— Вот и всё, больше я ничего не умею.

Хартвигсен сидел и сидел, он и не собирался уходить.

Вошёл Мак, он был удивлён неожиданностью и принимал нас с отменной учтивостью. Нам поднесли выпивку и печенья. Он водил меня по гостиной и показывал мне картины и прелестные гравюры. Хартвигсен с Розой меж тем беседовали вдвоём. Они говорили о чём-то, о чём я не знал прежде, о ребёнке, девочке по имени Марта, о дочке Стена-Приказчика. Хартвигсен хотел бы взять её к себе, если Розе эта мысль придётся по нраву.

— Нет, мне эта мысль не по нраву, — ответила Роза.

— Ты бы подумала хорошенько, — вдруг сказал Мак. Тут Роза заплакала и сказала:

— И что я вам сделала?

Хартвигсен огорчился, он стал её утешать:

— Вы научили ребёнка книксен делать. У меня и в мыслях ничего иного не было. Думаю, дай возьму её к себе, раз уж вы её обучили тонким манерам. И зачем плакать?

— Ну, Господь с вами, берите её. Только я переехать к вам не могу, — выпалила Роза.

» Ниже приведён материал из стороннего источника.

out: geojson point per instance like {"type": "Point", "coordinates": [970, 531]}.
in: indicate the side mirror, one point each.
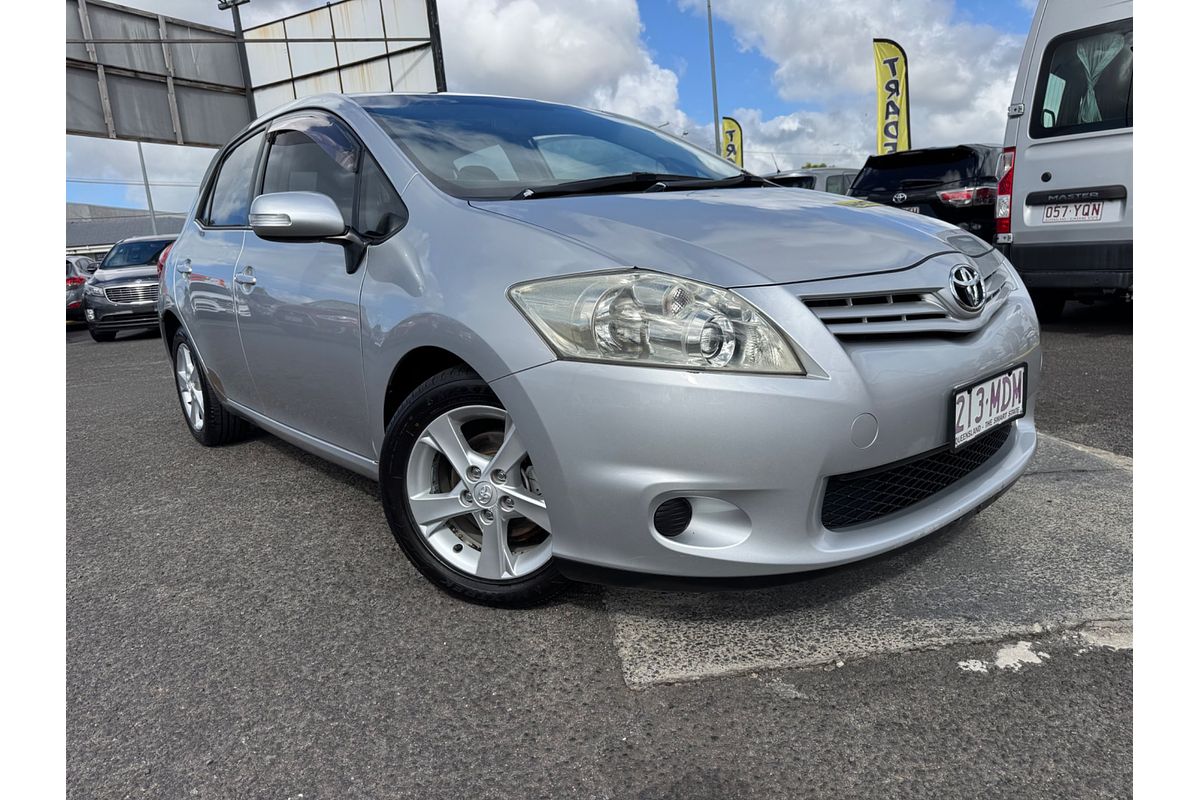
{"type": "Point", "coordinates": [295, 215]}
{"type": "Point", "coordinates": [305, 216]}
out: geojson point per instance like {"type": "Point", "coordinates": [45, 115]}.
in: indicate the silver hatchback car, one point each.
{"type": "Point", "coordinates": [569, 346]}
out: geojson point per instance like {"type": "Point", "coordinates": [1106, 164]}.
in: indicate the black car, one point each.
{"type": "Point", "coordinates": [954, 184]}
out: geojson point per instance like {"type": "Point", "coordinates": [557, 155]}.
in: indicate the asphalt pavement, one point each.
{"type": "Point", "coordinates": [240, 624]}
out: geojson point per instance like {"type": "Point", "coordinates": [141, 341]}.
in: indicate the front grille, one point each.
{"type": "Point", "coordinates": [875, 308]}
{"type": "Point", "coordinates": [141, 293]}
{"type": "Point", "coordinates": [864, 497]}
{"type": "Point", "coordinates": [901, 313]}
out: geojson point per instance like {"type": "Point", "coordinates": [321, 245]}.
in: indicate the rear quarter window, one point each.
{"type": "Point", "coordinates": [1085, 83]}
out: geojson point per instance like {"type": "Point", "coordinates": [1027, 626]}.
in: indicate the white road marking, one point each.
{"type": "Point", "coordinates": [1015, 656]}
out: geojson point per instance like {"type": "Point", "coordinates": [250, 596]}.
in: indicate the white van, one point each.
{"type": "Point", "coordinates": [1065, 194]}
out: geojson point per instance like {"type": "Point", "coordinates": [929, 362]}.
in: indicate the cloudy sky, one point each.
{"type": "Point", "coordinates": [796, 73]}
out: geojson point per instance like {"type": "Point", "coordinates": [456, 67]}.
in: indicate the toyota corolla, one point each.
{"type": "Point", "coordinates": [570, 346]}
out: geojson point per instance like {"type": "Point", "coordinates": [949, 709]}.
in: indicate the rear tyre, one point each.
{"type": "Point", "coordinates": [461, 495]}
{"type": "Point", "coordinates": [210, 422]}
{"type": "Point", "coordinates": [1049, 304]}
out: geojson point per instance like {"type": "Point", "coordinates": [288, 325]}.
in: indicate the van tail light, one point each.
{"type": "Point", "coordinates": [1005, 169]}
{"type": "Point", "coordinates": [162, 258]}
{"type": "Point", "coordinates": [970, 196]}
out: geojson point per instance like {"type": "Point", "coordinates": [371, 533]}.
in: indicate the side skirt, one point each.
{"type": "Point", "coordinates": [319, 447]}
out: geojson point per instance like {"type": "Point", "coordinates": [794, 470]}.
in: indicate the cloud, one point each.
{"type": "Point", "coordinates": [961, 73]}
{"type": "Point", "coordinates": [591, 54]}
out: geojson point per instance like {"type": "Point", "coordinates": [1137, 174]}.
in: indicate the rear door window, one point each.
{"type": "Point", "coordinates": [1085, 83]}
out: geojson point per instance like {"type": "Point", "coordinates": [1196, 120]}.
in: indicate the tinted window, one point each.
{"type": "Point", "coordinates": [1086, 82]}
{"type": "Point", "coordinates": [438, 132]}
{"type": "Point", "coordinates": [298, 163]}
{"type": "Point", "coordinates": [231, 193]}
{"type": "Point", "coordinates": [916, 169]}
{"type": "Point", "coordinates": [381, 210]}
{"type": "Point", "coordinates": [133, 253]}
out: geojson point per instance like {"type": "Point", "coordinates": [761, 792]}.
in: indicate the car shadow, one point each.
{"type": "Point", "coordinates": [1101, 318]}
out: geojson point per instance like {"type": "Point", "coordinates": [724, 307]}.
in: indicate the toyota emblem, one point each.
{"type": "Point", "coordinates": [967, 286]}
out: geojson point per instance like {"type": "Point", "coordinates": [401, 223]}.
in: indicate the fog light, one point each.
{"type": "Point", "coordinates": [672, 517]}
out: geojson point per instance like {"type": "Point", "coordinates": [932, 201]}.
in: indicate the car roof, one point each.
{"type": "Point", "coordinates": [150, 238]}
{"type": "Point", "coordinates": [813, 170]}
{"type": "Point", "coordinates": [918, 151]}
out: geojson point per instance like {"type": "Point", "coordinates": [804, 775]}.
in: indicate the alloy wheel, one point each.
{"type": "Point", "coordinates": [474, 495]}
{"type": "Point", "coordinates": [191, 394]}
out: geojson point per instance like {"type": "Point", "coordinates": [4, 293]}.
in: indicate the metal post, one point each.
{"type": "Point", "coordinates": [712, 61]}
{"type": "Point", "coordinates": [145, 184]}
{"type": "Point", "coordinates": [439, 70]}
{"type": "Point", "coordinates": [241, 56]}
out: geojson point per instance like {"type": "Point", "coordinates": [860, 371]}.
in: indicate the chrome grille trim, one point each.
{"type": "Point", "coordinates": [133, 293]}
{"type": "Point", "coordinates": [906, 312]}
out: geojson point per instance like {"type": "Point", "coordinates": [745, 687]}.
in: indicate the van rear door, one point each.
{"type": "Point", "coordinates": [1072, 202]}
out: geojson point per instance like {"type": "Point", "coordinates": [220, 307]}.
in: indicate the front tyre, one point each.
{"type": "Point", "coordinates": [462, 497]}
{"type": "Point", "coordinates": [210, 422]}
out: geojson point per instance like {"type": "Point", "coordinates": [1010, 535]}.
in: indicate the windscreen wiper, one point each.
{"type": "Point", "coordinates": [642, 181]}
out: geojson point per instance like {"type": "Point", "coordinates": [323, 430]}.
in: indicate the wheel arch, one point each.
{"type": "Point", "coordinates": [414, 368]}
{"type": "Point", "coordinates": [168, 324]}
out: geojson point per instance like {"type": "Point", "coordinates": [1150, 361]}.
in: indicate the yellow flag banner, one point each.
{"type": "Point", "coordinates": [892, 96]}
{"type": "Point", "coordinates": [731, 137]}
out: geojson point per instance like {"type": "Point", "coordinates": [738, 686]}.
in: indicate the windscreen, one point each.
{"type": "Point", "coordinates": [133, 253]}
{"type": "Point", "coordinates": [798, 181]}
{"type": "Point", "coordinates": [496, 148]}
{"type": "Point", "coordinates": [919, 169]}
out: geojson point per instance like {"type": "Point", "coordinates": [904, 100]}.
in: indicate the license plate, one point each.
{"type": "Point", "coordinates": [1091, 211]}
{"type": "Point", "coordinates": [987, 404]}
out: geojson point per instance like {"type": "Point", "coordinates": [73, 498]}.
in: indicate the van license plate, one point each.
{"type": "Point", "coordinates": [1073, 212]}
{"type": "Point", "coordinates": [987, 404]}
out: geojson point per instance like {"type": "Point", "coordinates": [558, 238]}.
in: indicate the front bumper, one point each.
{"type": "Point", "coordinates": [102, 314]}
{"type": "Point", "coordinates": [611, 443]}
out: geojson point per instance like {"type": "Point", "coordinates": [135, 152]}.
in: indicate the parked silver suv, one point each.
{"type": "Point", "coordinates": [570, 346]}
{"type": "Point", "coordinates": [121, 293]}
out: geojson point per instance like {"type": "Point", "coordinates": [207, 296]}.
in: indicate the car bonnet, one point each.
{"type": "Point", "coordinates": [744, 236]}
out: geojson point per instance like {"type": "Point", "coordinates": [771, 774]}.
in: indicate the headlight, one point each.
{"type": "Point", "coordinates": [653, 319]}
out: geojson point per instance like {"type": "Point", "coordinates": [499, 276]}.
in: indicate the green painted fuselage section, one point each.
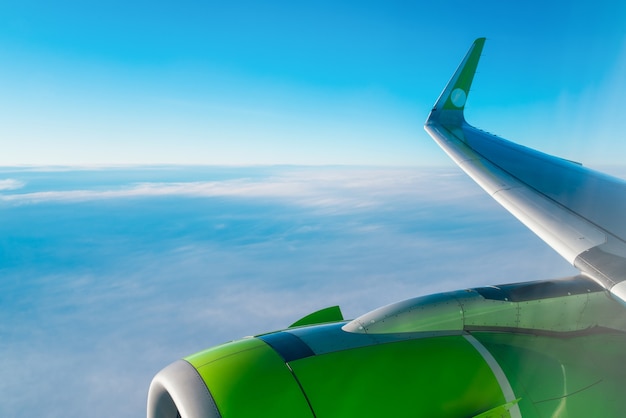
{"type": "Point", "coordinates": [569, 374]}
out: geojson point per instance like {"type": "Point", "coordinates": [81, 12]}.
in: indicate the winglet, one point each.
{"type": "Point", "coordinates": [451, 103]}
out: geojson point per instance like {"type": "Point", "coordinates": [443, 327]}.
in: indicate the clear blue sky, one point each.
{"type": "Point", "coordinates": [328, 82]}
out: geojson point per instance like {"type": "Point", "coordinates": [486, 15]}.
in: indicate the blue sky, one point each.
{"type": "Point", "coordinates": [108, 275]}
{"type": "Point", "coordinates": [84, 82]}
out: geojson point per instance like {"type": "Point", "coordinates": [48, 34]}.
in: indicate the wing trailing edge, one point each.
{"type": "Point", "coordinates": [577, 211]}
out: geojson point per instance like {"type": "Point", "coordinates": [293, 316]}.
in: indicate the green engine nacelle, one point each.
{"type": "Point", "coordinates": [355, 369]}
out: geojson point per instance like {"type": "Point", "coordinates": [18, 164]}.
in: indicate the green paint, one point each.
{"type": "Point", "coordinates": [579, 376]}
{"type": "Point", "coordinates": [430, 377]}
{"type": "Point", "coordinates": [331, 314]}
{"type": "Point", "coordinates": [501, 411]}
{"type": "Point", "coordinates": [248, 379]}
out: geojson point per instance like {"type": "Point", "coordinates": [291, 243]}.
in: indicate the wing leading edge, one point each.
{"type": "Point", "coordinates": [577, 211]}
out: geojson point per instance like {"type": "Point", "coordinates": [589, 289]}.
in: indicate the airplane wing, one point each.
{"type": "Point", "coordinates": [579, 212]}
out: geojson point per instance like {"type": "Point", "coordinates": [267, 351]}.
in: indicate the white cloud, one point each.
{"type": "Point", "coordinates": [11, 184]}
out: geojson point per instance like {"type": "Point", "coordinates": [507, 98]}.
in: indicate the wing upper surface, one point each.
{"type": "Point", "coordinates": [577, 211]}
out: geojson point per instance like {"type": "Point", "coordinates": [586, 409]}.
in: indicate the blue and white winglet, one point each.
{"type": "Point", "coordinates": [579, 212]}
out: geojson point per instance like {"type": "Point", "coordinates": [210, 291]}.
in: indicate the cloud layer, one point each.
{"type": "Point", "coordinates": [109, 275]}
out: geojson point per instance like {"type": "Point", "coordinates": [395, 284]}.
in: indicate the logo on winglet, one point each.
{"type": "Point", "coordinates": [458, 97]}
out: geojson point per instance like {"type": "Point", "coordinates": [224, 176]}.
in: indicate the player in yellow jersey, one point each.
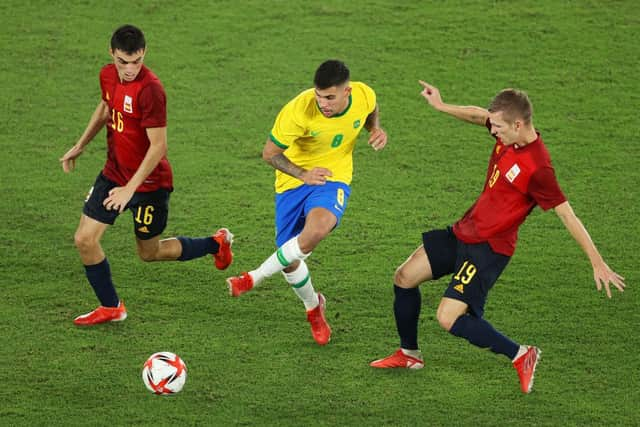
{"type": "Point", "coordinates": [311, 148]}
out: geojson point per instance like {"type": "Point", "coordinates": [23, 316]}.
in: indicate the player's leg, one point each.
{"type": "Point", "coordinates": [461, 309]}
{"type": "Point", "coordinates": [150, 213]}
{"type": "Point", "coordinates": [433, 259]}
{"type": "Point", "coordinates": [318, 225]}
{"type": "Point", "coordinates": [290, 213]}
{"type": "Point", "coordinates": [406, 309]}
{"type": "Point", "coordinates": [92, 226]}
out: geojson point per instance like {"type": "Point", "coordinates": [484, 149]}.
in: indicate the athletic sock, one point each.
{"type": "Point", "coordinates": [197, 247]}
{"type": "Point", "coordinates": [406, 308]}
{"type": "Point", "coordinates": [99, 276]}
{"type": "Point", "coordinates": [279, 260]}
{"type": "Point", "coordinates": [480, 333]}
{"type": "Point", "coordinates": [300, 281]}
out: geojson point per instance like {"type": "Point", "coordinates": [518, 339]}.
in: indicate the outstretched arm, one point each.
{"type": "Point", "coordinates": [602, 274]}
{"type": "Point", "coordinates": [274, 155]}
{"type": "Point", "coordinates": [98, 120]}
{"type": "Point", "coordinates": [377, 135]}
{"type": "Point", "coordinates": [471, 114]}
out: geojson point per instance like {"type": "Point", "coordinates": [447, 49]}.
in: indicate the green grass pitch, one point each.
{"type": "Point", "coordinates": [228, 67]}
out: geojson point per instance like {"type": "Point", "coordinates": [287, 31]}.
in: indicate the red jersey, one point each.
{"type": "Point", "coordinates": [518, 179]}
{"type": "Point", "coordinates": [133, 107]}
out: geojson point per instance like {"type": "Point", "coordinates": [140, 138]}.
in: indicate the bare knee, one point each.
{"type": "Point", "coordinates": [146, 255]}
{"type": "Point", "coordinates": [310, 240]}
{"type": "Point", "coordinates": [85, 242]}
{"type": "Point", "coordinates": [402, 280]}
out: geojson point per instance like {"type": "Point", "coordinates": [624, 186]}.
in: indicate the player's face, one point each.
{"type": "Point", "coordinates": [333, 100]}
{"type": "Point", "coordinates": [507, 131]}
{"type": "Point", "coordinates": [128, 65]}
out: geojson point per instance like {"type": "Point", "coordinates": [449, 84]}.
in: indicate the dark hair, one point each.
{"type": "Point", "coordinates": [514, 105]}
{"type": "Point", "coordinates": [331, 73]}
{"type": "Point", "coordinates": [128, 39]}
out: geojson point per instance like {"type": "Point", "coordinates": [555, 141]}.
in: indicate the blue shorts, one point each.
{"type": "Point", "coordinates": [150, 210]}
{"type": "Point", "coordinates": [292, 206]}
{"type": "Point", "coordinates": [475, 267]}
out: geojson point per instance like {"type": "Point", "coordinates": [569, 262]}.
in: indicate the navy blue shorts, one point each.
{"type": "Point", "coordinates": [150, 210]}
{"type": "Point", "coordinates": [292, 206]}
{"type": "Point", "coordinates": [474, 267]}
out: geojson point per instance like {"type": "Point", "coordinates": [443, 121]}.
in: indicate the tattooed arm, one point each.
{"type": "Point", "coordinates": [274, 155]}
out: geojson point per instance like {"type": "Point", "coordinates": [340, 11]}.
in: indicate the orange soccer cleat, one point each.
{"type": "Point", "coordinates": [398, 360]}
{"type": "Point", "coordinates": [102, 315]}
{"type": "Point", "coordinates": [526, 367]}
{"type": "Point", "coordinates": [319, 327]}
{"type": "Point", "coordinates": [224, 257]}
{"type": "Point", "coordinates": [238, 285]}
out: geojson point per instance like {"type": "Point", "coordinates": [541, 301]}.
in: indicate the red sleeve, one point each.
{"type": "Point", "coordinates": [153, 103]}
{"type": "Point", "coordinates": [545, 190]}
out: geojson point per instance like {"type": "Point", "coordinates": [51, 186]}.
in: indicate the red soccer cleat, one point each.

Хартвигсен долго думал, потом сказал:

— Я не могу взять ребёнка без вас.

— Уж разумеется, — сказал Мак.

И Роза махнула рукой и вышла из комнаты.

III

Рыбаки возвращались уже с Лофотенов, на больших судах и на шхунах, над бухтой гудели песни, крики, сверкало солнце — пришла весна. Несколько дней Хартвигсен ходил угрюмый, сам не свой, но возвращались суда с рыбой, кипела работа, и он повеселел. Розы я не видел.

Я свёл знакомство с удивительным человеком — смотрителем маяка. Звали его Шёнинг, прежде он был капитаном. Я наткнулся на него как-то вечером, когда бродил среди скал, глядя на морских птиц, он сидел на камне без всякого дела. Я шёл в его сторону, и он неотрывно смотрел на меня, ведь я был чужой, и я тоже смотрел на него.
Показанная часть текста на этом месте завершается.